Washington Agenda

This year’s Memorial Day activities marked a week dominated by changes in the Pentagon, while the government remained alert to the rescue efforts after the tornadoes and floods that have hit the states of Missouri, Tennessee, Oklahoma and Alabama.

The commemorative activities for Memorial Day, the day that the United States pays tribute to soldiers fallen in action, marked the beginning of a week in which the president, Barack Obama, will designate the new chairman of the Joint Chiefs of Staff, a responsibility that will fall on the shoulders of General Martin Dempsey.

The naming of Dempsey, one of the men who will be an important interlocutor of the Mexican Armed Forces, will take place this Monday, shortly before the ceremony that the president will head at the Tomb of the Unknown Soldier in Arlington Cemetery.

General Dempsey, a veteran of the Gulf War and the occupation of Iraq, will form part of the changes that will occur beginning this September, when the current Secretary of Defense, Robert Gates, will retire and his position occupied by Leon Panetta, the current director of the CIA.

Dempsey will take the role of the Admiral Mike Mullen, an old acquaintance of the Mexican heads of Defense and the Navy, General Guillermo Galván Galván and Admiral Francisco Saynez.

The reconfiguration of the heads of the Pentagon comes at a time when the United States is preparing to pull their troops back from Afghanistan starting in July.

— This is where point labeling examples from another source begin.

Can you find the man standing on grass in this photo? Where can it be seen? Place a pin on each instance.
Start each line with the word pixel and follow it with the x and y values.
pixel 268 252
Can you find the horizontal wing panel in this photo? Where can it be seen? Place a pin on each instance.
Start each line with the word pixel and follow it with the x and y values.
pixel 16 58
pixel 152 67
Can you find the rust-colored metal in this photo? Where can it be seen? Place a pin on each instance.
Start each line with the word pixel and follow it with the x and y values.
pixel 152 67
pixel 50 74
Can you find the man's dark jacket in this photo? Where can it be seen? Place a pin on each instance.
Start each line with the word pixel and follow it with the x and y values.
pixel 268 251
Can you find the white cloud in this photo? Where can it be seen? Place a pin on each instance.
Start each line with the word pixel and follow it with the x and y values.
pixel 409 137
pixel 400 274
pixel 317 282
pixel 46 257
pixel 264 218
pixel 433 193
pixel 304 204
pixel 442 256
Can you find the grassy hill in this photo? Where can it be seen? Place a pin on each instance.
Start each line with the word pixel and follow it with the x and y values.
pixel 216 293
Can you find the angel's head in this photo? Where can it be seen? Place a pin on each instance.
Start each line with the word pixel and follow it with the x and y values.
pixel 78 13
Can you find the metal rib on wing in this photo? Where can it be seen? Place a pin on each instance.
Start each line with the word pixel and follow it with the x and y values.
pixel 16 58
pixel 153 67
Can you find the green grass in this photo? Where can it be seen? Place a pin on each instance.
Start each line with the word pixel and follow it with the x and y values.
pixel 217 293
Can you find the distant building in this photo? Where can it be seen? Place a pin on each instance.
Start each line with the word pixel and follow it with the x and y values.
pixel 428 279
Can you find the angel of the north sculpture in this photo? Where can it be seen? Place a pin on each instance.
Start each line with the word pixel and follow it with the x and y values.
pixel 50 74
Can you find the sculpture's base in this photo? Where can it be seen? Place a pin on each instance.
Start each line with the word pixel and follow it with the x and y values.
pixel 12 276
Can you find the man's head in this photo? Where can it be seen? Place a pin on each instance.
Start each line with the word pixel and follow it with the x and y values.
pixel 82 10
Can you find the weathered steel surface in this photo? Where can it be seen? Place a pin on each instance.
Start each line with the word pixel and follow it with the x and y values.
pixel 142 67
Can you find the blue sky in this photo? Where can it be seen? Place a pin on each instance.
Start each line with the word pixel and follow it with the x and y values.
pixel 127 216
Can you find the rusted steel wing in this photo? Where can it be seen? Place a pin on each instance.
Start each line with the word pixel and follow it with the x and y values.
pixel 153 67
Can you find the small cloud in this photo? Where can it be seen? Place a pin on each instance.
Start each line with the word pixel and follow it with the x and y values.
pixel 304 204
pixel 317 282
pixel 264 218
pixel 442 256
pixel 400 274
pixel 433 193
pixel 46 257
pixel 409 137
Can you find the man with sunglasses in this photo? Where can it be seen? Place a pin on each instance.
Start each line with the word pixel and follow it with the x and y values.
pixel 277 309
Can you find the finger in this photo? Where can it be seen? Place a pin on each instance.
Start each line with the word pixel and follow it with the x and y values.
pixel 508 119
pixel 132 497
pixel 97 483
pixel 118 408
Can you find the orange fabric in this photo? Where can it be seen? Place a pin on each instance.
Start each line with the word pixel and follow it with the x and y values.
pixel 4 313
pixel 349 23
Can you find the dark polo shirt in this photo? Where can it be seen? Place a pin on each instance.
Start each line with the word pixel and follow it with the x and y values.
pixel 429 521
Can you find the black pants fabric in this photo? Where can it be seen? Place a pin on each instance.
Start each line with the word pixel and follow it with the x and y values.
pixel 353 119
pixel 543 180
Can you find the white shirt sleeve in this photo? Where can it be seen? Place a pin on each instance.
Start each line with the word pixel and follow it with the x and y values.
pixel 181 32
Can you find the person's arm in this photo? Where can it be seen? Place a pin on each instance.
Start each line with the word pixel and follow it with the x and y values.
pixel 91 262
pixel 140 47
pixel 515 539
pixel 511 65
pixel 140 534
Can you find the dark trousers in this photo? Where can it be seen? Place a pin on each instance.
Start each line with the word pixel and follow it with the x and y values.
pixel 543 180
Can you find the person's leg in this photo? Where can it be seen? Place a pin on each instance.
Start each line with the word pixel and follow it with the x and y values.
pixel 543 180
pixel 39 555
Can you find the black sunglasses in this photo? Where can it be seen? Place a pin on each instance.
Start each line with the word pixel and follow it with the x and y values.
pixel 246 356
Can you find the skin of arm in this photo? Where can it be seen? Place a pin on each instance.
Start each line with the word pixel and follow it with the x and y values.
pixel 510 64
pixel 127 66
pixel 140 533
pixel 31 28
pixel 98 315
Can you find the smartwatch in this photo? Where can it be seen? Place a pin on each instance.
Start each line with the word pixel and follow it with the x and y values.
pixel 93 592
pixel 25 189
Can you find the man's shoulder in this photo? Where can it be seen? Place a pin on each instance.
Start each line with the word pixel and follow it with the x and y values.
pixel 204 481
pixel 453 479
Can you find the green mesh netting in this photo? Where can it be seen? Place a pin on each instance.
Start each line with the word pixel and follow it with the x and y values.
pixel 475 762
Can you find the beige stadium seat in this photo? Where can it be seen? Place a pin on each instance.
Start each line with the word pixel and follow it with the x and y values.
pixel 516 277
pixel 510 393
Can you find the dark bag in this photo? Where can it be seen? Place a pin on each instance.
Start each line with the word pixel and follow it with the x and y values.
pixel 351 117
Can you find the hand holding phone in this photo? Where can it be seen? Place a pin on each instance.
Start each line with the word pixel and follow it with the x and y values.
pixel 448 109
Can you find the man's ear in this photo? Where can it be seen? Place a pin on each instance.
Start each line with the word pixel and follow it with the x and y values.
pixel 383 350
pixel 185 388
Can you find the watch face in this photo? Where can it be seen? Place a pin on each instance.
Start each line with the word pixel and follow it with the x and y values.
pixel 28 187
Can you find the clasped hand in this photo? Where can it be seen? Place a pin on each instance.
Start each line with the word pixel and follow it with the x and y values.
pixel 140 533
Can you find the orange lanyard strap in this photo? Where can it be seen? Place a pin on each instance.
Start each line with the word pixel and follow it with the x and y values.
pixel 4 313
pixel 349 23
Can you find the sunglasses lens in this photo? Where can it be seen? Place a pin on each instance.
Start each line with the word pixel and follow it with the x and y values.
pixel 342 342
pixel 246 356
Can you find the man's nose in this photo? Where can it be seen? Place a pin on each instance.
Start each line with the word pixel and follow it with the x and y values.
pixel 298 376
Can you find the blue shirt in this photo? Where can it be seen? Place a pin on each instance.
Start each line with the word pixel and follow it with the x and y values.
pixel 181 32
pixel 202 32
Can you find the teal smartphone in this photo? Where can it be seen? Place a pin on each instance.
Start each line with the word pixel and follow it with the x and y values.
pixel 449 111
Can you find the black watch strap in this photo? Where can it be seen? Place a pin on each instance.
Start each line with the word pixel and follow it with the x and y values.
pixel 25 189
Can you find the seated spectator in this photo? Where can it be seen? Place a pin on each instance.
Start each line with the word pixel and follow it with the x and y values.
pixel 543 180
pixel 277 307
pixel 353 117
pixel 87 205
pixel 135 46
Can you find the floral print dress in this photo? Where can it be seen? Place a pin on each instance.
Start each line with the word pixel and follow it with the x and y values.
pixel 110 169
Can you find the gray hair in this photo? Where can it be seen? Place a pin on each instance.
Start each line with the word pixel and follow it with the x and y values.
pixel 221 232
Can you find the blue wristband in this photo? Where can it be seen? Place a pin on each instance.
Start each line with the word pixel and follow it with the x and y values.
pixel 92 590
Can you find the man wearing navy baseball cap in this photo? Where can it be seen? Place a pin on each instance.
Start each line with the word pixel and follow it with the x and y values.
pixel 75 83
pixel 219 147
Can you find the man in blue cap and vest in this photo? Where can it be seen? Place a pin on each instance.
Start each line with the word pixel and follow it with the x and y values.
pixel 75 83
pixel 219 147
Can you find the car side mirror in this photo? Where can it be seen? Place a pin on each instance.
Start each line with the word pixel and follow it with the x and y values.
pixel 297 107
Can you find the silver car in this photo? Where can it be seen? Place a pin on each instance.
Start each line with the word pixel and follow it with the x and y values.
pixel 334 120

This comes as the war is almost about to celebrate its first decade, and in the opinion of an increasing number of citizens, has lost its reason for being after the death of Osama bin Laden.

According to the most recent poll by the Associated Press, 59 percent of the population is strongly opposed to the war in Afghanistan while only 37 percent maintain their support.

The memorial activities for the fallen soldiers marked the beginning of a week in which the Obama administration will follow very closely the rescue and reconstruction efforts in the states of Missouri, Tennessee, Oklahoma and Alabama after one of the worst periods of tornados and floods in recent history.

Just yesterday, President Obama visited the punished landscape of Joplin, Missouri, the city that was torn apart by a tornado that claimed the lives of 116 and left in its wake a registry of more than 200 disappeared.

Obama’s visit to the disaster zone to try to comfort those that had lost their homes and loved ones, was the third such visit in less than a month. These visits reflect the growing and troubling increase in catastrophes, the worst in the last 60 years, which have left behind a provisional total of 520 deaths so far this year.

During this week, President Obama will also hold meetings with the leaders of the Democratic and Republican parties. The objective of these encounters, which will take place between Wednesday and Thursday, will be to redirect the dialogue and negotiations to solve, once and for all, the explosive topics of the deficit and the budget. The negotiations, difficult for both sides, will mark the return to domestic reality for Barack Obama after his diplomatic tour of Europe and the beginning of a new round of inevitable events leading up to the presidential elections of 2012.